Consider the following data:
ind1 ind2 ind3 dep
black SMALL OLD 42
blue LARGE NEW 204
blue LARGE OLD 52
blue LARGE VOLD 34
blue LARGE VVOLD 32
blue LARGE MOLDY 57
blue MEDIUM NEW 247
green XSMALL NEW 217
green XSMALL VVOLD 27
green SMALL NOVEL 203
green SMALL VVOLD 25
green SMALL MOLDY 47
red MEDIUM OLD 44
red MEDIUM VVOLD 25
red MEDIUM MOLDY 47
red XSMALL OLD 41
red XSMALL MOLDY 48
This is an artificial data set. In reality there are many more conditions and 80% of them have "low" outputs.
Sorting the data by 'ind3' reveals that the bad outputs are when ind3==NEW or ind3==NOVEL. But I'd like a test that would tell me something like: "Any dep > 70 is an outlier. And, outliers are generated when ind3==NEW or ind==NOVEL". I want "70" to be determined from the data and not a parameter, for instance.

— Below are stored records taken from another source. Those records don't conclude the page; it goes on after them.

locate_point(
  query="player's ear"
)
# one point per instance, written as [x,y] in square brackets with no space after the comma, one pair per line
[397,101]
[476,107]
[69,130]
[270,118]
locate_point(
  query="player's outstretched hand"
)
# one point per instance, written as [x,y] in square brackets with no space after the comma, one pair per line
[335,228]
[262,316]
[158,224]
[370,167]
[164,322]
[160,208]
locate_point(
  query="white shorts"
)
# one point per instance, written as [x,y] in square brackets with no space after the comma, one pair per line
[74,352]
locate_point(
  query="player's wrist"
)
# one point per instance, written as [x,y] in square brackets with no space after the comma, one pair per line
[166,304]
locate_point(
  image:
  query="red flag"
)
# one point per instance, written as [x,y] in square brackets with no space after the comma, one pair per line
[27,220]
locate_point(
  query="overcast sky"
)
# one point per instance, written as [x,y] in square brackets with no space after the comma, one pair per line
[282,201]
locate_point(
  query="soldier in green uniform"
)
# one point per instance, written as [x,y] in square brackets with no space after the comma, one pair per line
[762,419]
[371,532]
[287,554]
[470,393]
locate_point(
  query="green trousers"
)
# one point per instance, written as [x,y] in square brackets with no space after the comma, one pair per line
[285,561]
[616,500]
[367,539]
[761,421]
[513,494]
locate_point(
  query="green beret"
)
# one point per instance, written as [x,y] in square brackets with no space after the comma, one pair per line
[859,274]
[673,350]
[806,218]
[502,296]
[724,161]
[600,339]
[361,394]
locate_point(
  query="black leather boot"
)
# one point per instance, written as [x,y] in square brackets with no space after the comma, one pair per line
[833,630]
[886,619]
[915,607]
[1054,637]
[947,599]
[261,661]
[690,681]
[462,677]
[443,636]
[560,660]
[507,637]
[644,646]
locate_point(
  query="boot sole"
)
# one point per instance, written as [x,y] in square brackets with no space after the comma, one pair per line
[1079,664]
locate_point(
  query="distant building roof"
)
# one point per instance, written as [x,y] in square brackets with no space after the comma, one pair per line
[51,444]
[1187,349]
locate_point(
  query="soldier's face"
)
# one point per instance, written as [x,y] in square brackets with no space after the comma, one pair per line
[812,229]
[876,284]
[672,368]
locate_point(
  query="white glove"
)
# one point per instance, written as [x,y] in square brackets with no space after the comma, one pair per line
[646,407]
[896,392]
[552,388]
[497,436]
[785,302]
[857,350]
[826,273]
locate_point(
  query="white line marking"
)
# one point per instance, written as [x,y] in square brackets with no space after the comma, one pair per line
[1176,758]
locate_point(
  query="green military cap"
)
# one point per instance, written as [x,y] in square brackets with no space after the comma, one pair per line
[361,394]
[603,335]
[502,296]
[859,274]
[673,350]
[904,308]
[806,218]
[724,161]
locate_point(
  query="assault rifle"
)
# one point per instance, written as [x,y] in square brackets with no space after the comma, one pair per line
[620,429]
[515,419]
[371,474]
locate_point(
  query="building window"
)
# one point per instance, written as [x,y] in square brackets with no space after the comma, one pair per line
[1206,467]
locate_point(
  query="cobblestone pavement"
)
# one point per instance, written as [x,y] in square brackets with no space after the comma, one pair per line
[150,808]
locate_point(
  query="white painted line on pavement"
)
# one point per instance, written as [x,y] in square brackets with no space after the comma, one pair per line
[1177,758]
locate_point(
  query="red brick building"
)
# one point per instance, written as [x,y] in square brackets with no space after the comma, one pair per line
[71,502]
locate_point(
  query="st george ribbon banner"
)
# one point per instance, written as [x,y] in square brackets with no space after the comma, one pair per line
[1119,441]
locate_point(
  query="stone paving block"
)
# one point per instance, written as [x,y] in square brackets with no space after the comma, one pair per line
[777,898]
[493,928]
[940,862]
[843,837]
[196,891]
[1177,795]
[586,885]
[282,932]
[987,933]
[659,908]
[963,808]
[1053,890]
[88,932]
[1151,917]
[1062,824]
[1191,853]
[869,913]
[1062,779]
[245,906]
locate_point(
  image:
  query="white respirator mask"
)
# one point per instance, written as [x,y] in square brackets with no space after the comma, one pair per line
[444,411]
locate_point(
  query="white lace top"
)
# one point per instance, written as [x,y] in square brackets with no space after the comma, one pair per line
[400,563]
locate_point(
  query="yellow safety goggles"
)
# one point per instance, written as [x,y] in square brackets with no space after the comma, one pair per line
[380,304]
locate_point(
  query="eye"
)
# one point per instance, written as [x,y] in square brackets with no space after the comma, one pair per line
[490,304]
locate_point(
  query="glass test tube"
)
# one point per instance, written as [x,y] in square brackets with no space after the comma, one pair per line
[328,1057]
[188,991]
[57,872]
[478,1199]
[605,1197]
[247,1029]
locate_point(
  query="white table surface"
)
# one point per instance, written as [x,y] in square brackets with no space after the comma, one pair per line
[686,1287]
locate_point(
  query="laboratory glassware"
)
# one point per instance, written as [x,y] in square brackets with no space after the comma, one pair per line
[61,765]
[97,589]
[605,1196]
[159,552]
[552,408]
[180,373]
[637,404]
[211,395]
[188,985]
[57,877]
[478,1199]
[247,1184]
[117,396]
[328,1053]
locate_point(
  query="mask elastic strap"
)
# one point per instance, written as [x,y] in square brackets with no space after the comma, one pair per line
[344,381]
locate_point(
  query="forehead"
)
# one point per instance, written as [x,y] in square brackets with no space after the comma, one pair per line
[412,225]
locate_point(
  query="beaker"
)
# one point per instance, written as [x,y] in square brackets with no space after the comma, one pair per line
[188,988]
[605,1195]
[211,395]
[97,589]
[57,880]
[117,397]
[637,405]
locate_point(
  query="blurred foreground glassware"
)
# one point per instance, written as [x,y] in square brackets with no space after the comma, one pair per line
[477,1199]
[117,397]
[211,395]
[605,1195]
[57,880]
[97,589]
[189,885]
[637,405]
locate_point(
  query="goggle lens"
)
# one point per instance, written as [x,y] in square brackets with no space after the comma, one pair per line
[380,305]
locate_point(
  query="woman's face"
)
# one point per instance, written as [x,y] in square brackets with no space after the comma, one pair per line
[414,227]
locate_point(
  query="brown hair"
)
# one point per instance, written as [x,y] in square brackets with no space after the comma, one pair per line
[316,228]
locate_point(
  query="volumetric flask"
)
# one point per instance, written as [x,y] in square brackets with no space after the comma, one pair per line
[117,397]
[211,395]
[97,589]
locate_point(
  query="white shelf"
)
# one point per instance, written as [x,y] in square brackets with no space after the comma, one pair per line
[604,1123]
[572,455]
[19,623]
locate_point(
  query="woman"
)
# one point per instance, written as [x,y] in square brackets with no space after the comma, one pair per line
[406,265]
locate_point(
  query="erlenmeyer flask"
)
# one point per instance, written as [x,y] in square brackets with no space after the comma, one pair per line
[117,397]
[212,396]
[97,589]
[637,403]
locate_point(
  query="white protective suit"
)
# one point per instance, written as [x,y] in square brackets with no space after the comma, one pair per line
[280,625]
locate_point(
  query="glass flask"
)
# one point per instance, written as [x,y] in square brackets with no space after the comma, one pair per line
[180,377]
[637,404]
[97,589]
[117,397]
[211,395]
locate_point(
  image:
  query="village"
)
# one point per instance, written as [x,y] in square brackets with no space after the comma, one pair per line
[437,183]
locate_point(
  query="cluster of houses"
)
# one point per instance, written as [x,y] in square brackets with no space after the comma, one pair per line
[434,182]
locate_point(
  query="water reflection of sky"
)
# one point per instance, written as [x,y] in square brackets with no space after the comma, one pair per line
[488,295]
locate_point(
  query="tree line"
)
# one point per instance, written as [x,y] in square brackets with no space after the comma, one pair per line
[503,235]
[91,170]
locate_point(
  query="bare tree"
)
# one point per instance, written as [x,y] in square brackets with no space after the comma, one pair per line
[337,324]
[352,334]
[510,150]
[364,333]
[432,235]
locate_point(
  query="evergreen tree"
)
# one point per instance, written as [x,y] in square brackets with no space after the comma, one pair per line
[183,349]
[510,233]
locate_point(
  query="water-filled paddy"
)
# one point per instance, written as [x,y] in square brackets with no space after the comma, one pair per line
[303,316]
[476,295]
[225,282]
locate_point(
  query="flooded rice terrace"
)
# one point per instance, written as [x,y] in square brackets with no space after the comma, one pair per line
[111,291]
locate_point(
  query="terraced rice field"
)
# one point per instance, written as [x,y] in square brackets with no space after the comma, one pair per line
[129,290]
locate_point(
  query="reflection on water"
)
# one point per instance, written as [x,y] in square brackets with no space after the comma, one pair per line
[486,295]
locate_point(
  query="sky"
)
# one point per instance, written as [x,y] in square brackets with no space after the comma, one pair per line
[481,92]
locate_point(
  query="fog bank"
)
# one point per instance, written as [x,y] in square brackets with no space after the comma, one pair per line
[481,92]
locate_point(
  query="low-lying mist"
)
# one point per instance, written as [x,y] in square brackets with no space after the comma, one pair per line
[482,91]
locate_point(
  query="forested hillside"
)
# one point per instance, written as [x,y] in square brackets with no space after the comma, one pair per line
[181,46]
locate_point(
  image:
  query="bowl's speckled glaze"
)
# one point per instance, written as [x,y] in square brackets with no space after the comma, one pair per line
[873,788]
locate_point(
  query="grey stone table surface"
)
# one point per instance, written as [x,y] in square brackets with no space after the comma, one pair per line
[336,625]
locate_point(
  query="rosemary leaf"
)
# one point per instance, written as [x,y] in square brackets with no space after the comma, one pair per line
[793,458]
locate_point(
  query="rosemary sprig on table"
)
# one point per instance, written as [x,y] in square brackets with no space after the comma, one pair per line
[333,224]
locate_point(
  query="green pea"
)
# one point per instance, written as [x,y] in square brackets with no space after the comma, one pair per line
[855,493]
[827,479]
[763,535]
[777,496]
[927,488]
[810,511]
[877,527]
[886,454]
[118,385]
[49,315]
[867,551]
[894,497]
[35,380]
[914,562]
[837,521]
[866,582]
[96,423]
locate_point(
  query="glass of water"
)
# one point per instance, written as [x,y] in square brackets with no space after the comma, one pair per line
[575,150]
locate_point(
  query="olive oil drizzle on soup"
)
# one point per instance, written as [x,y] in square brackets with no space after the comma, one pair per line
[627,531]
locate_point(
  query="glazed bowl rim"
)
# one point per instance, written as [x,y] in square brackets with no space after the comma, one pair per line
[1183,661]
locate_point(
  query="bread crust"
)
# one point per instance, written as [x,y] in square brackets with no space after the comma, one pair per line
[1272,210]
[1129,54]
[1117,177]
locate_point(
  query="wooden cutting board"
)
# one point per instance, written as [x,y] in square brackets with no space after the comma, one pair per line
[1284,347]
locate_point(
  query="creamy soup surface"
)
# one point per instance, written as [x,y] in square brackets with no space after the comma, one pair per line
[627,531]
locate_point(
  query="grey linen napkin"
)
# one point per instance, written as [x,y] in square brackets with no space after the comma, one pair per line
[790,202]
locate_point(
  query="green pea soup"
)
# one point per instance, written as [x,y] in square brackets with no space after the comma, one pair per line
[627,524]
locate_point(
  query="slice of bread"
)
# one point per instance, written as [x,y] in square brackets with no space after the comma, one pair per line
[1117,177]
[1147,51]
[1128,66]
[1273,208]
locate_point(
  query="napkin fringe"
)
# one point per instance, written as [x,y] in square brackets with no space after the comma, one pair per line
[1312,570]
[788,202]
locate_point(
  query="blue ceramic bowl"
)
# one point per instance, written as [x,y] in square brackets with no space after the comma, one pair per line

I'm not sure if I'm using the correct terminology, but by outlier, I don't mean "bad", I simply mean "outside of what is normal", which I realize is imprecise. The outliers would have more intense analysis.
Thank you for your time.
[UPDATE]: My original question was identical in form, but confusing. The category values for ind2 and ind3 were misleading. I converted them to sizes and ages in the hopes that they are more clear. Not important to the question, but the actual data is trying to detect runtime issues as a function of test case, computer host, and input parameter set.